Response: We prefer to leave this cartoon as is for the reasons of clarity and simplicity.

This author personally misses some important implication for a broader interest in the oncology field: Low oxygen concentration and vascular system are key in order to keep the homeostasis of CSCs. Since anti-vascular endothelial growth factor receptor (anti-VEGFR) pioneered the attempts to normalize tumor vasculature and restore its function, as indicated by tissue perfusion and decreasing intratumoral hypoxia, further investigations aimed at matching the authors report with shaping the intratumoral immune cell phenotype in parallel with vascular normalization can be relevant. Indeed, vascular endothelial growth factor (VEGF) and inflammatory molecules are not merely key proangiogenic elements, but are also immune modulators,  boost vascular formation and cooperate in creating permissive environment in most lethal malignancies, and lead to poor drug response and impact survival, potentially regulating EMT and  stemness factors (can the authors expand introduction and discussion section referring to PMID: 33203154?)

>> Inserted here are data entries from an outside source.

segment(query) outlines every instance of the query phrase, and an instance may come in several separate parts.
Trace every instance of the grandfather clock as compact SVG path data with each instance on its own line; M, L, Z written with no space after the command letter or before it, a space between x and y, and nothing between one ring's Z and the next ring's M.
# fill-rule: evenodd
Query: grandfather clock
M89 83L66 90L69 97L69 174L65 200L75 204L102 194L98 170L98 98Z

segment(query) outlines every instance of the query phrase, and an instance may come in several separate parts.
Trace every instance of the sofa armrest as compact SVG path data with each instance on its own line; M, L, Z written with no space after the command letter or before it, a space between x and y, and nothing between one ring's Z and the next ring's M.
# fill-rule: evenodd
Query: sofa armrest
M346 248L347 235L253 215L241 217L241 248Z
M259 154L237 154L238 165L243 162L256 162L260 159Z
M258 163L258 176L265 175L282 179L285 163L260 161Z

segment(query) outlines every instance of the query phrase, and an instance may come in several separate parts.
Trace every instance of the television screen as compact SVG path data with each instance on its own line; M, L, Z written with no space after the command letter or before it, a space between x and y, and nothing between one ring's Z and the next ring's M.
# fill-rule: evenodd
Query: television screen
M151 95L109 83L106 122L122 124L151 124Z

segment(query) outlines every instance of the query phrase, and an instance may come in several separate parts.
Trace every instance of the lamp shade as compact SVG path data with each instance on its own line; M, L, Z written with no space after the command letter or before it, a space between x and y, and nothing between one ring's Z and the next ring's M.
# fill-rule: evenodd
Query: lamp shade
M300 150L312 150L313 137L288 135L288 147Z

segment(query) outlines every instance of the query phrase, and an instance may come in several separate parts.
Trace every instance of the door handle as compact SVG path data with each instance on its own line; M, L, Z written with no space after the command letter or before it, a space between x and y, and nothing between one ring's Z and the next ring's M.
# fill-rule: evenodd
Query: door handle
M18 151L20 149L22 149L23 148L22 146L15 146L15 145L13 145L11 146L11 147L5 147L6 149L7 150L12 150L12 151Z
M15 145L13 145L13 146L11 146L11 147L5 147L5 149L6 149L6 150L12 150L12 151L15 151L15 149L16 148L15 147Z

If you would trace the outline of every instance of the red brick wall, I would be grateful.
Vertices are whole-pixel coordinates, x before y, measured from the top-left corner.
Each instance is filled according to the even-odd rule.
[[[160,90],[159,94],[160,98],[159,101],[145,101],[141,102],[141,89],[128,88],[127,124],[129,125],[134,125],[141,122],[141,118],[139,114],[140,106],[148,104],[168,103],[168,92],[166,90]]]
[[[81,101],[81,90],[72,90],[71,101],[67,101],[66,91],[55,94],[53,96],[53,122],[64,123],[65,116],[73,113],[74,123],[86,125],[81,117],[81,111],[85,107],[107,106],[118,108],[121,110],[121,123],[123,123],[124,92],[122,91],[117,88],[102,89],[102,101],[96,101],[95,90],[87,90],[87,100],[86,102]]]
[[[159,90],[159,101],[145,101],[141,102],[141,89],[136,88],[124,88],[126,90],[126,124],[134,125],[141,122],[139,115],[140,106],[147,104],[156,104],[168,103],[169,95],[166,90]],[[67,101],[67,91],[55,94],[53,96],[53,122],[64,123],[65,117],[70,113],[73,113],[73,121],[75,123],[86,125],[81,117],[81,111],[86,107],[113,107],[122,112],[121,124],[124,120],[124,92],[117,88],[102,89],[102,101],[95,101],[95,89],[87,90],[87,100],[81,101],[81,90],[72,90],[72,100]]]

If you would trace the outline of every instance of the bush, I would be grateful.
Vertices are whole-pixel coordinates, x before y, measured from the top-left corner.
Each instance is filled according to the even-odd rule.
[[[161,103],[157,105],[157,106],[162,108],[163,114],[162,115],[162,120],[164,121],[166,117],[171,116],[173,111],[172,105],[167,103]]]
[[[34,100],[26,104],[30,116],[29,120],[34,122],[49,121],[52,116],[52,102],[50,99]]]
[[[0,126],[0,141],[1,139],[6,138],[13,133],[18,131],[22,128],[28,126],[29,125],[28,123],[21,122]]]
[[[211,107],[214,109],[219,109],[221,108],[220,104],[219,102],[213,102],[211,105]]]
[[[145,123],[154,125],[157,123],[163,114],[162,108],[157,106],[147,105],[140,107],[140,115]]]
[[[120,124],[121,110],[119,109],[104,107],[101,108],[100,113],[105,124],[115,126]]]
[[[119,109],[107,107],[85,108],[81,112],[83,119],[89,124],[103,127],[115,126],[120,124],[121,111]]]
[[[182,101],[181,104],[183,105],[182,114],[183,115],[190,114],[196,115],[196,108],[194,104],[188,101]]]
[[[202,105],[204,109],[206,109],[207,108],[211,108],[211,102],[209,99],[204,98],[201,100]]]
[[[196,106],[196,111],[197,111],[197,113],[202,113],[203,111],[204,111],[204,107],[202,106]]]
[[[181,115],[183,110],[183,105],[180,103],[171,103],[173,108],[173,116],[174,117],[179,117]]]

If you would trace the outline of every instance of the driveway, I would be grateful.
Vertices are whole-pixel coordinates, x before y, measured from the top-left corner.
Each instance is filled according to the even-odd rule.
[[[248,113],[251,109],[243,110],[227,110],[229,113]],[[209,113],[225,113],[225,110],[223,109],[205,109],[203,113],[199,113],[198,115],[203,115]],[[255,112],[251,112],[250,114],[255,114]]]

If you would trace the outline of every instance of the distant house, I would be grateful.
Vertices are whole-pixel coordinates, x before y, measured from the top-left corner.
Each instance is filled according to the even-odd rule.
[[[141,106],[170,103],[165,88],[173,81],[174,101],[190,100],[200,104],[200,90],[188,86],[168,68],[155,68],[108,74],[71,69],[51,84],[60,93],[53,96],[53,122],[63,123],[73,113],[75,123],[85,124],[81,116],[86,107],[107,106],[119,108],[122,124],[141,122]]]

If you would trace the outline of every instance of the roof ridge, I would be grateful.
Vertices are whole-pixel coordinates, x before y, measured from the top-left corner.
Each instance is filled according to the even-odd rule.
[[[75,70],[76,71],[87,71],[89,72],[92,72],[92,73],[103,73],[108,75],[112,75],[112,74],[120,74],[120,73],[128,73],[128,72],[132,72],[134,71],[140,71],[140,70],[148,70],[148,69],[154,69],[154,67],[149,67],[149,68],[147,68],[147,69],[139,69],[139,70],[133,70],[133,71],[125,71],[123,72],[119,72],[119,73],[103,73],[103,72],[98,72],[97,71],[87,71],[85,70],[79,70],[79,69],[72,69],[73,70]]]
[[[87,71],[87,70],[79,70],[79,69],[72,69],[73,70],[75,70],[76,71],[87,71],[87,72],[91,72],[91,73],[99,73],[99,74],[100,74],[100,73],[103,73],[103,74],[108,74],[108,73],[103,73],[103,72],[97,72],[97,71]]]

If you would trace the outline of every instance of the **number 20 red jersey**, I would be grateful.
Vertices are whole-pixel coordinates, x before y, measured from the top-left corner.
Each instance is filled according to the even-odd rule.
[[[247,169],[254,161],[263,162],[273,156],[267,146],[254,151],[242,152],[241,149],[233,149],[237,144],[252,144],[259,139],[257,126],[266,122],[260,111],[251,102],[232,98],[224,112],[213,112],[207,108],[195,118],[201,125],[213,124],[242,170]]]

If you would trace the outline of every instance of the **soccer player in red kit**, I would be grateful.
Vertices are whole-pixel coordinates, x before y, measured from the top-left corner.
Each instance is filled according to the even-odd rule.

Response: We agree with this reviewer regarding the importance of these processes. As requested, we have briefly discussed these issues in regard to the connection of CSCs with hypoxia and VEGF in at the end of paragraph 5 in the Discussion section based on the suggested publication.

Additional changes made:

1. Please note change of title.
2. In the course of removing duplications we have condensed the text at some locations. This has been highlighted in green.

Round 2

Reviewer 1 Report

Now the authors responded all questions. This MS should be accepted. 

Reviewer 2 Report

The authors have appropriately addressed all the concerns of this reviewer. The manuscript reads much more smoothly.

Reviewer 3 Report

The authors have clarified several of the questions I raised in my previous review. Most of the major problems have been addressed by this revision.